The Gram–Charlier and Edgeworth series were introduced into crystallography by Bertaut (1955a[link],b[link],c[link], 1956a[link]) and by Klug (1958)[link], respectively, who showed them to constitute the mathematical basis of numerous formulae derived by Hauptman & Karle (1953)[link]. The saddlepoint approximation was introduced by Bricogne (1984)[link] and was shown to be related to variational methods involving the maximization of certain entropy criteria. This connection exhibits most of the properties of the Fourier transform at play simultaneously, and will now be described as a final illustration.

  • (a) Definitions and conventions

    Let H be a set of unique non-origin reflections h for a crystal with lattice Λ and space group G. Let H contain [n_{a}] acentric and [n_{c}] centric reflections. Structure-factor values attached to all reflections in H will comprise [n = 2n_{a} + n_{c}] real numbers. For h acentric, [\alpha_{{\bf h}}] and [\beta_{{\bf h}}] will be the real and imaginary parts of the complex structure factor; for h centric, [\gamma_{{\bf h}}] will be the real coordinate of the (possibly complex) structure factor measured along a real axis rotated by one of the two angles [\theta_{{\bf h}}], π apart, to which the phase is restricted modulo [2\pi] (Section 1.3.4.2.2.5[link]). These n real coordinates will be arranged as a column vector containing the acentric then the centric data, i.e. in the order [\alpha_{1}, \beta_{1}, \alpha_{2}, \beta_{2}, \ldots, \alpha_{n_{a}}, \beta_{n_{a}}, \gamma_{1}, \gamma_{2}, \ldots, \gamma_{n_{c}}.]

  • (b) Vectors of trigonometric structure-factor expressions

    Let [\boldxi({\bf x})] denote the vector of trigonometric structure-factor expressions associated with [{\bf x} \in D], where D denotes the asymmetric unit. These are defined as follows: [\let\normalbaselines\relax\openup2pt\matrix{\alpha_{{\bf h}} ({\bf x}) + i\beta_{{\bf h}} ({\bf x}) = \Xi ({\bf h},{\bf x})\hfill & \hbox{for } {\bf h} \hbox{ acentric}\hfill\cr \gamma_{{\bf h}} ({\bf x}) = \exp(- i\theta_{{\bf h}}) \Xi ({\bf h},{\bf x})\hfill & \hbox{for } {\bf h} \hbox{ centric},\hfill}] where [\Xi ({\bf h},{\bf x}) = {1 \over |G_{{\bf x}}|} \sum\limits_{g \in G} \exp \{2 \pi i{\bf h} \cdot [S_{g} ({\bf x})]\}.]

    According to the convention above, the coordinates of [\boldxi ({\bf x})] in [{\bb R}^{n}] will be arranged in a column vector as follows: [\eqalign{\boldxi_{2r - 1} ({\bf x}) &= \alpha_{{\bf h}_{r}} ({\bf x}) \quad \hbox{for } r = 1, \ldots, n_{a},\cr \boldxi_{2r} ({\bf x}) &= \beta_{{\bf h}_{r}} ({\bf x}) \quad \hbox{for } r = 1, \ldots, n_{a},\cr \boldxi_{n_{a} + r} ({\bf x}) &= \gamma_{{\bf h}_{r}} ({\bf x}) \quad \hbox{for } r = n_{a} + 1, \ldots, n_{a} + n_{c}.}]

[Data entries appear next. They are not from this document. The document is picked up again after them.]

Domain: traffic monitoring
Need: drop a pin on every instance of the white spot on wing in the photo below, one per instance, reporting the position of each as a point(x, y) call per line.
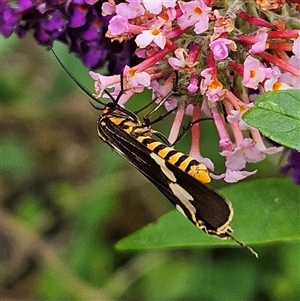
point(180, 210)
point(162, 164)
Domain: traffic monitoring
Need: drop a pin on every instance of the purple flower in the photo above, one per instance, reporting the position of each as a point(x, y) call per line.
point(292, 168)
point(78, 24)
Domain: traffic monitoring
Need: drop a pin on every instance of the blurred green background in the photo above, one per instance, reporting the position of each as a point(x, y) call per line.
point(67, 198)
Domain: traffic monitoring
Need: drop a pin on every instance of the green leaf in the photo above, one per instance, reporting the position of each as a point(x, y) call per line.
point(277, 116)
point(265, 211)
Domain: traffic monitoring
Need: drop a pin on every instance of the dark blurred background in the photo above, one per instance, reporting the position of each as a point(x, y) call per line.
point(67, 198)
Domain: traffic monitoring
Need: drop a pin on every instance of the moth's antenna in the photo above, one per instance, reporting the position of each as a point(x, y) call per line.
point(78, 83)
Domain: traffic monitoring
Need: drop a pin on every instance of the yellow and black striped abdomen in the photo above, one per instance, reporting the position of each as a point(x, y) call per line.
point(185, 163)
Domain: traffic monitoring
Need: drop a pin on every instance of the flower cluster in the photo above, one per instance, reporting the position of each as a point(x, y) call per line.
point(78, 23)
point(219, 54)
point(223, 57)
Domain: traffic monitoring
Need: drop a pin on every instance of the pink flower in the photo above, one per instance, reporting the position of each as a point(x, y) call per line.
point(154, 35)
point(181, 60)
point(118, 25)
point(211, 86)
point(254, 72)
point(130, 10)
point(260, 45)
point(194, 13)
point(136, 80)
point(103, 82)
point(296, 47)
point(220, 46)
point(108, 8)
point(155, 7)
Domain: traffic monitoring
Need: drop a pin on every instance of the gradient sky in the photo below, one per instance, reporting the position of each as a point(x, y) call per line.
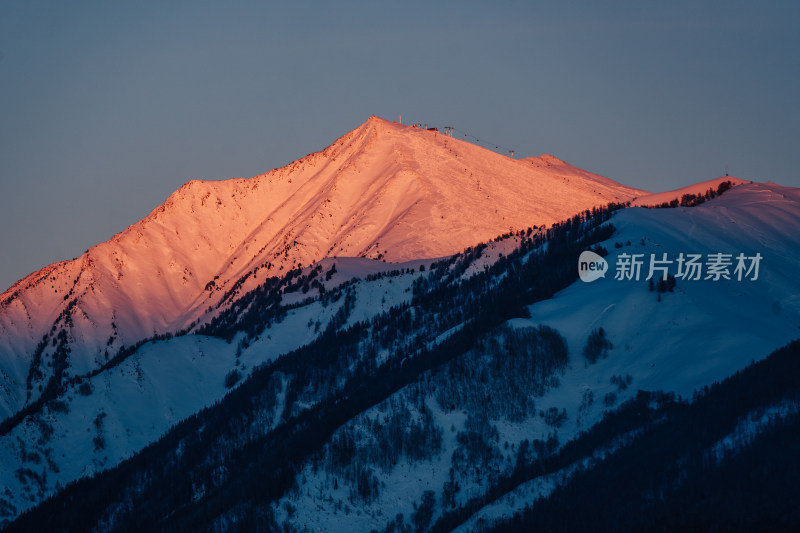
point(108, 107)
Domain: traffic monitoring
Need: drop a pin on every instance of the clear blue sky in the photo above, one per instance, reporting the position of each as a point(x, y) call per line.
point(108, 107)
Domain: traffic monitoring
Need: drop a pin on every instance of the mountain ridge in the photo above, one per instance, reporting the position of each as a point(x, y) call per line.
point(383, 191)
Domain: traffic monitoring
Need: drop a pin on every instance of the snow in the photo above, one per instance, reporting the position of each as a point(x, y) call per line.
point(383, 190)
point(700, 188)
point(406, 196)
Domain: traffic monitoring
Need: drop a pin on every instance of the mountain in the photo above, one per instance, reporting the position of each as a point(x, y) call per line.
point(383, 191)
point(413, 380)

  • (c) Distributions of random atoms and moment-generating functions

    Let position x in D now become a random vector with probability density [m({\bf x})]. Then [\boldxi ({\bf x})] becomes itself a random vector in [{\bb R}^{n}], whose distribution [p (\boldxi)] is the image of distribution [m ({\bf x})] through the mapping [{\bf x} \rightarrow \boldxi ({\bf x})] just defined. The locus of [\boldxi ({\bf x})] in [{\bb R}^{n}] is a compact algebraic manifold [{\scr L}] (the multidimensional analogue of a Lissajous curve), so that p is a singular measure (a distribution of order 0, Section 1.3.2.3.4[link], concentrated on that manifold) with compact support. The average with respect to p of any function Ω over [{\bb R}^{n}] which is infinitely differentiable in a neighbourhood of [{\scr L}] may be calculated as an average with respect to m over D by the `induction formula': [\langle p, \Omega \rangle = {\textstyle\int\limits_{D}} m ({\bf x}) \Omega [\boldxi ({\bf x})] \hbox{ d}^{3} {\bf x}.]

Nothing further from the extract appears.